1413 The death of King Henry IV of England. It partly fulfilled a prophecy saying that he would die in Jerusalem. He died in Westminster Abbey’s Jerusalem Chamber.
An Admiral Suitor
1549 Thomas Seymour, Lord High Admiral of England who had planned to marry Princess Elizabeth after his wife, Catherine Parr died, was tried and executed for treason.
1616 Sir Walter Raleigh was freed from the Tower of London after 13 years of imprisonment to conduct a second expedition to Venezuela in search of El Dorado. On Raleigh’s return to England, the outraged Spanish ambassador successfully demanded that King James reinstate Raleigh’s death sentence.
An Apple and a Scientist
1727 Isaac Newton, English scientist and discoverer of the ‘Laws of Gravity’, died, aged 84. He was buried in Westminster Abbey.
1780 James Watt began manufacturing the first duplicator, which he had invented to help with the burden of office work generated by his steam engine business.

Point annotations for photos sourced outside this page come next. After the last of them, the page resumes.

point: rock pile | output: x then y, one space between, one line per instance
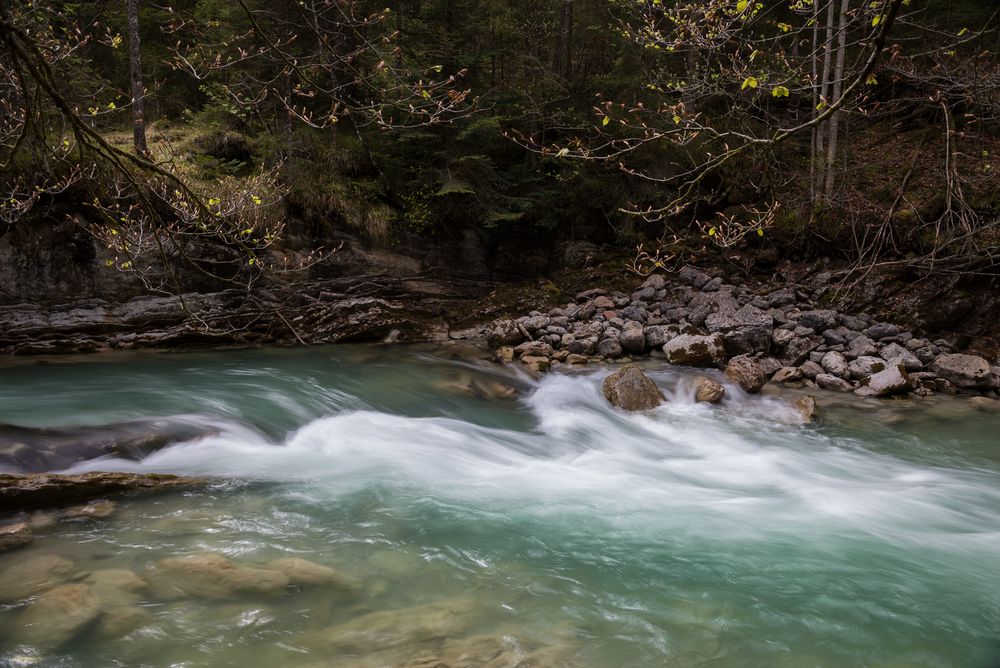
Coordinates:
698 320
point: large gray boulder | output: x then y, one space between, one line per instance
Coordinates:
893 380
963 370
632 390
896 354
747 330
865 366
746 373
695 350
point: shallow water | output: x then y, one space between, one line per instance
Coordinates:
546 528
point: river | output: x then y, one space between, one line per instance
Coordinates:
475 526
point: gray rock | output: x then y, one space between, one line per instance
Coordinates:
633 338
533 349
747 330
770 365
806 406
865 366
708 391
504 332
881 330
835 363
609 348
830 382
818 320
656 281
695 350
713 285
861 346
788 374
797 350
60 614
851 322
963 370
632 390
893 380
897 354
691 276
746 373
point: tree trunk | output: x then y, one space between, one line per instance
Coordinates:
138 93
566 41
838 75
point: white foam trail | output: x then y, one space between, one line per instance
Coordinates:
734 469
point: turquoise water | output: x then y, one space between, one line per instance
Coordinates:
544 529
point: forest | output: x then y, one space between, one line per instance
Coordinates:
212 135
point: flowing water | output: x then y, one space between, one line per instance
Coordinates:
544 529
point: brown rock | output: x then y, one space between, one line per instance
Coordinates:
632 390
708 391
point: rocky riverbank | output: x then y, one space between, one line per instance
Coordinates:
693 319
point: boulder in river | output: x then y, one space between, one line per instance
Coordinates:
21 577
302 572
708 391
59 614
211 576
747 373
632 390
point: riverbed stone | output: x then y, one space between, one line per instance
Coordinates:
14 534
965 371
806 407
746 373
211 576
708 391
302 572
59 614
695 350
630 389
787 374
23 576
828 381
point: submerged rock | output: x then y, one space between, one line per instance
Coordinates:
211 576
307 573
26 576
806 406
15 535
708 391
387 629
632 390
59 614
746 373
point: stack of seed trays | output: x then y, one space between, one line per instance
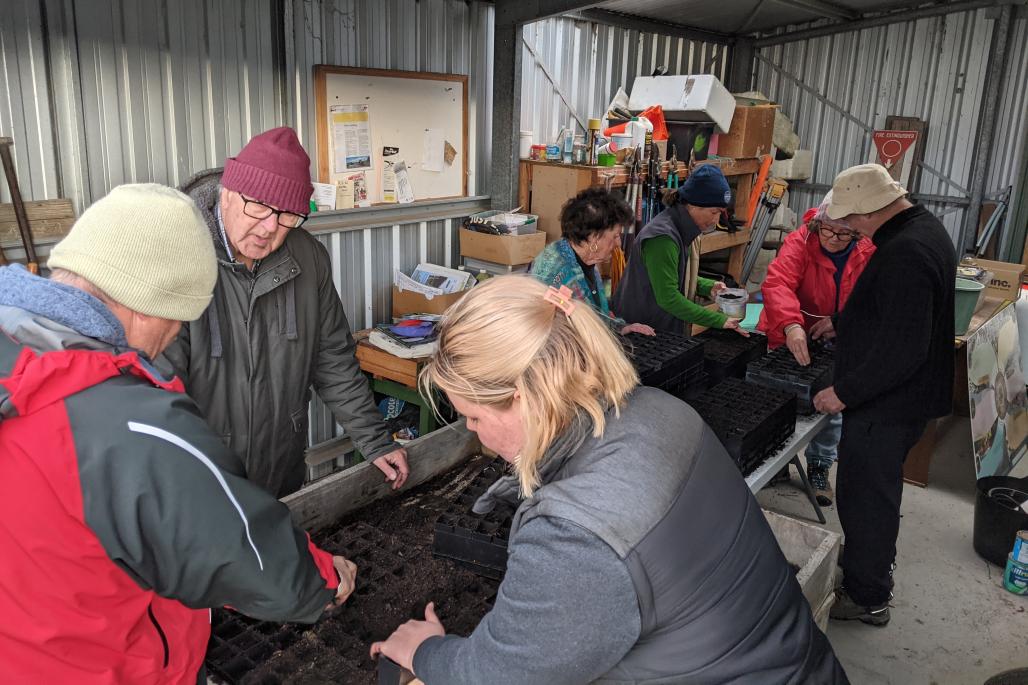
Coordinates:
779 369
753 422
477 542
669 361
727 354
241 645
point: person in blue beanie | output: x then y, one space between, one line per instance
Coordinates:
661 281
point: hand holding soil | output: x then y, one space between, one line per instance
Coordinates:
347 578
405 640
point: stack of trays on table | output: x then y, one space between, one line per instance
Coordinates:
727 353
779 369
478 542
753 422
671 362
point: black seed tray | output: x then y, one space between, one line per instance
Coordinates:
727 353
779 369
751 421
478 542
662 360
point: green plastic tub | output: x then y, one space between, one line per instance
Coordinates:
966 302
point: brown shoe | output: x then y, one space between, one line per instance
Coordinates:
818 477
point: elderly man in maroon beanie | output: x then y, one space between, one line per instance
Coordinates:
276 326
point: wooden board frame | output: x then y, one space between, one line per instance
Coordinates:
323 71
326 501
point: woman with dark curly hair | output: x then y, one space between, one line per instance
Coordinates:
590 224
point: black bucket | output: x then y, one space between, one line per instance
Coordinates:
996 524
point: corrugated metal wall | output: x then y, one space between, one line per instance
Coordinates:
589 62
98 93
838 86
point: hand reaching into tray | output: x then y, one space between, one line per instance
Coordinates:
346 571
405 640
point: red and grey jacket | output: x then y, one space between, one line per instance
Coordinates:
123 517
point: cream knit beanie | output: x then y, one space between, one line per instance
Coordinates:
147 247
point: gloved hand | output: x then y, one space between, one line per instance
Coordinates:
796 340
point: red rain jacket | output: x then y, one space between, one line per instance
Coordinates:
802 278
121 520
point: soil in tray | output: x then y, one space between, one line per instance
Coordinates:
391 542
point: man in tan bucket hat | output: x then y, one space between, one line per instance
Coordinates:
893 372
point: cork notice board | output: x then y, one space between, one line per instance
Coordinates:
369 119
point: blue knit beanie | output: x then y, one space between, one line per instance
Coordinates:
706 186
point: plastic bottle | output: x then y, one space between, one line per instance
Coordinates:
648 139
594 127
568 144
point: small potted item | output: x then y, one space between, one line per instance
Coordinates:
732 301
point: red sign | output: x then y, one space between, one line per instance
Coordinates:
892 144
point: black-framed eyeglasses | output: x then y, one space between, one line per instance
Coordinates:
258 210
841 236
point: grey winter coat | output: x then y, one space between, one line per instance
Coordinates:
267 337
641 559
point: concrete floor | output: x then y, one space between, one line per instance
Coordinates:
952 620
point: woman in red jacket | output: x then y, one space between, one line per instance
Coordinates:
807 284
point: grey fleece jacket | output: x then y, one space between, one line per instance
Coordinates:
641 559
267 337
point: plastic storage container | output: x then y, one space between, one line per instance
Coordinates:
996 518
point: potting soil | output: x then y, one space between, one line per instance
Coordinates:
391 543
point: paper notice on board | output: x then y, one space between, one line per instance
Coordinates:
324 195
435 142
390 156
404 191
344 193
351 137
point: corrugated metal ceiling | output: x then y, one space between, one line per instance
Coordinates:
747 15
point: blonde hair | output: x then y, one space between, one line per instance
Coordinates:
503 338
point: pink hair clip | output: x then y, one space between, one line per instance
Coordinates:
560 299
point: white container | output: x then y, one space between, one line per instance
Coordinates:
798 169
732 301
524 148
621 141
685 98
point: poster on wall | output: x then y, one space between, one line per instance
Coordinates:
894 150
998 404
351 137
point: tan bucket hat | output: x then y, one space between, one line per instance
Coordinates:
863 189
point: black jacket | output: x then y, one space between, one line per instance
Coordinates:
894 358
268 336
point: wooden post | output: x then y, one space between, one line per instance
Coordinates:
15 199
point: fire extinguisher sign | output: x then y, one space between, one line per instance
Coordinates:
891 148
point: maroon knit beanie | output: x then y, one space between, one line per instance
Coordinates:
274 169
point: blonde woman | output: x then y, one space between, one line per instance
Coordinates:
637 553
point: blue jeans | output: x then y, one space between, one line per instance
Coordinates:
824 447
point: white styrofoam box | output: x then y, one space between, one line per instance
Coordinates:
798 169
686 98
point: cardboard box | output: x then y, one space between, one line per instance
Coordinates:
685 98
753 129
502 249
1005 281
408 301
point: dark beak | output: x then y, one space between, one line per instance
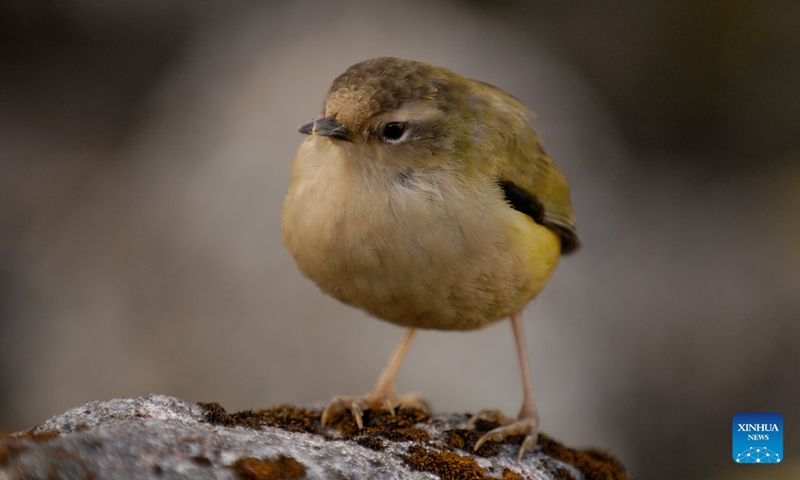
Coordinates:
327 127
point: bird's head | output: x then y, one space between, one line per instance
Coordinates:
396 111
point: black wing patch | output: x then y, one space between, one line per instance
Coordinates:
523 201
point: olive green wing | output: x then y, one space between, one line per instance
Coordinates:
530 180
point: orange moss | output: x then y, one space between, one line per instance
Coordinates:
282 468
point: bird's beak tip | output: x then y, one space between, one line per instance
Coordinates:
327 127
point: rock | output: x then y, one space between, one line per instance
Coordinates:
163 437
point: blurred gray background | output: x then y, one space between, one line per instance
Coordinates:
145 149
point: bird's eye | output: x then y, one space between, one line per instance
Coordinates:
393 131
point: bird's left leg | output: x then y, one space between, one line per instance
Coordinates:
527 422
383 396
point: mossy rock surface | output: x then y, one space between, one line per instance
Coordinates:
162 437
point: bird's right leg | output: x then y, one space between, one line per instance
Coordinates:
383 396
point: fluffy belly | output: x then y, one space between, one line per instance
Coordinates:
415 258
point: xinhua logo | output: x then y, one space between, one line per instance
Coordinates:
758 438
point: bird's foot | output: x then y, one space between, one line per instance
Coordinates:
372 401
527 425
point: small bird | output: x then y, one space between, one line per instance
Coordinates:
425 199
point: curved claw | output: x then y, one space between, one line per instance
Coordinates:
357 405
514 427
527 444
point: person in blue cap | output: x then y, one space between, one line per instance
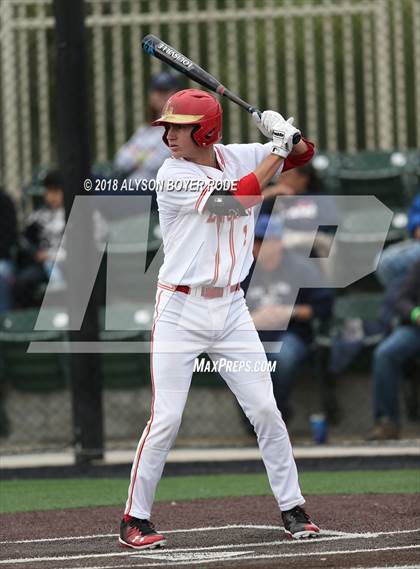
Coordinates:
270 295
144 153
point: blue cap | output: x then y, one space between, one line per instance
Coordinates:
164 81
269 227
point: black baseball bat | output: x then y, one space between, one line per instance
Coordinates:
166 53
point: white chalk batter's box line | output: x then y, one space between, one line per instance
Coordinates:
211 554
326 535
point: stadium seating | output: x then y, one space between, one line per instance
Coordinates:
350 310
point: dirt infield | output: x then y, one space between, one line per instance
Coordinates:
358 531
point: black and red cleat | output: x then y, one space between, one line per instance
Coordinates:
139 534
298 525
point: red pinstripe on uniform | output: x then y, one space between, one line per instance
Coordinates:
232 248
152 414
217 256
167 287
200 198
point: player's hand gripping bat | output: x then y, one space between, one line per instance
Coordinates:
158 48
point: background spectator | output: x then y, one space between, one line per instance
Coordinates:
142 156
395 261
270 297
392 355
8 241
301 213
40 244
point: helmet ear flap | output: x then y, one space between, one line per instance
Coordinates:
193 131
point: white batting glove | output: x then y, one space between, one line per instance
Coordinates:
265 123
283 133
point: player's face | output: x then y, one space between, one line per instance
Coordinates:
181 143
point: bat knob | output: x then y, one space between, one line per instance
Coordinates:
252 110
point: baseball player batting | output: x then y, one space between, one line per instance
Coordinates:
208 236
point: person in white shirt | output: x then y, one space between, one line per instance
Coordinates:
208 233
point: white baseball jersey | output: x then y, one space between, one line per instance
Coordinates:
202 249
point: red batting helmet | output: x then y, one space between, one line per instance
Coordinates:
192 106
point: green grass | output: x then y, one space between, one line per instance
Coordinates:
32 495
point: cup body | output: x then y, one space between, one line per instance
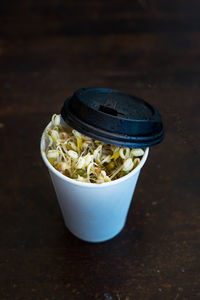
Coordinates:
93 212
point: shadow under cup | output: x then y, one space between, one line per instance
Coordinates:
93 212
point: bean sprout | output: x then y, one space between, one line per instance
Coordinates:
84 159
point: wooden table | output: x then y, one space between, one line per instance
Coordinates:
48 49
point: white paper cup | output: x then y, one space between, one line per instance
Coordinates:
93 212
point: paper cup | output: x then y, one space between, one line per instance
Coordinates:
93 212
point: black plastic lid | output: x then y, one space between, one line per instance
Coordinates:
113 117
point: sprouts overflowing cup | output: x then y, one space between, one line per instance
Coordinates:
94 158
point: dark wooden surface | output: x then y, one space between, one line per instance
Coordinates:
48 49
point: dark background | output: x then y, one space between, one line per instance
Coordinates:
149 48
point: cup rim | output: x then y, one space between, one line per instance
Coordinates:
88 184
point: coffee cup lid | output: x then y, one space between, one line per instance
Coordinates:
113 117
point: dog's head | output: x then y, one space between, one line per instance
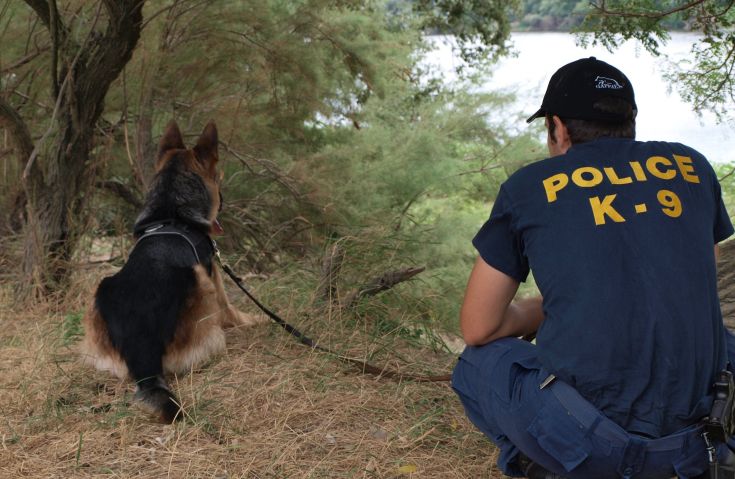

1806 The foundation stone of Dartmoor prison in Devon was laid. It opened three years later to house French prisoners of war, but by 1850 the first convicts were being imprisoned.
The Start of a Dynasty
1908 The birth of Sir Michael Redgrave, English stage and film actor, director, manager and author.
White Cliffs of Dover
1917 Dame Vera Lynn (known during the Second World War Vera as the “Forces Sweetheart” was born. Her songs included “We’ll Meet Again” and “White Cliffs of Dover”.
A Kidnap Attempt
1974 An attempt was made to kidnap Princess Anne in the Mall by a gunman who fired six shots, then tried to drag her out of the car. He fled as passers-by joined her bodyguard and police to foil the attempt, and was later caught. Ian Ball, who was charged with attempted murder, claimed he did it to highlight the lack of mental care facilities.
1980 Mi Amigo, the ship from which the pirate radio station Radio Caroline broadcast its music programmes, sank during a severe storm. Radio Caroline was unlicensed by any government for most of its early life and was launched to circumvent the record companies’ control of popular music broadcasting in the United Kingdom and the BBC’s radio broadcasting monopoly. The station is still on the air today and currently broadcasts 24 hours a day via the Eurobird 1 satellite and the Internet.
Two Little Boys
1993 Two young boys (Johnathan Ball, aged 3 and Tim Parry aged 12) died and at least 50 people were injured in two bomb blasts close to Warrington’s shopping centre.
1999 British balloonist Brian Jones and Swiss physicist Bertrand Piccard became the first to fly a hot-air balloon non-stop around the world.
Ninth Anniversary of Slaughter
2003 Prime Minister Tony Blair made a live televised address and confirmed that British troops were in action in Iraq. American missiles hit Baghdad at 5:35 a.m. signalling the start of the US led campaign to topple Saddam Hussein.